“You’re not going to lose me.”
“Then please trust me when I say I’m not going anywhere either. I love you, Jacks. Period. Full stop.”
“I love you, too,” I mumbled, feeling a little better but still battling doubts born a lifetime ago.
We drove in comfortable silence for a few minutes, but I could feel Skyler watching me, reading the lingering worry in my expression.
“Okay, you need to stop looking like you’re going to a funeral,” he said, his voice lighter. “Dean’s going to take one look at your face and assume I’ve been emotionally devastating you for months.”
“Haven’t you?”
“Only in the best ways possible.” He wriggled his eyebrows and grinned. “Besides, you should be worried about more important things, like the fact that Dean’s going to challenge you to something ridiculous within five minutes of meeting you.”
“Challenge me? To what?”
“Oh, it could be anything: pool, darts, a debate about whether hot dogs are sandwiches, arm wrestling, seeing who can make my mom laugh harder with embarrassing stories about me.” Skylerchuckled. “He’s pathologically competitive, and challenging the new guy is his version of a rite of passage into our family.”
Through the windshield, I could see the Gainesville exit approaching.
“So,” I said as we took the off-ramp, “on a scale of one to ten, how nervous should I be?”
“Three,” Skyler said.
“Three? That’s it?”
“Yep. They’re going to love you. They’ll ask you a million questions and feed you until you can’t move, and then Dean’s going to show you embarrassing baby pictures while my parents nod along and add commentary that wouldn’t pass the sensors at any major network.”
“That actually sounds worse than a ten, not three.”
“Trust me,” Skyler said as we pulled into the driveway. “This is the easy part.”
“What’s the hard part?”
“Everything that comes after this.”
As we got out of the car, a voice called from the porch, “Skyler Bernard Shaw, get your ass up here and introduce us to your boyfriend before Mom has a heart attack!”
“That would be Dean,” Skyler said.
“I gathered.”
“Still ready?”
I looked at the house full of warmth and acceptance and took a deep breath.
“Yeah,” I said. “I think. Sure. Let’s do this.”
Chapter 38
Skyler
“So,” Benji said, leaning forward on his elbows with the kind of manic curiosity that meant he’d been waiting for this moment since we’d walked through the door, “how badly did you embarrass yourself?”

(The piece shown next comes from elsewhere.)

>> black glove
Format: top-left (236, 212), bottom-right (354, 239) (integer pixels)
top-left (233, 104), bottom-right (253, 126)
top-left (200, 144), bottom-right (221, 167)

I looked around Barbacks on this particular Tuesday night. There were maybe a dozen customers scattered throughout the room, making it quiet enough that we could claim the entire bar area for ourselves without feeling guilty. Mark was behind the bar looking annoyed at the slow business, while Finn nursed a beer. Jacks sat beside me, close enough that our knees touched.
“On a scale of one to ten?” I said, taking a sip of the beer Mark had grudgingly provided. “Solid fifteen.”
“I need details,” Benji demanded from across the bar. “Specifics. I need to live vicariously throughyour family-induced trauma.”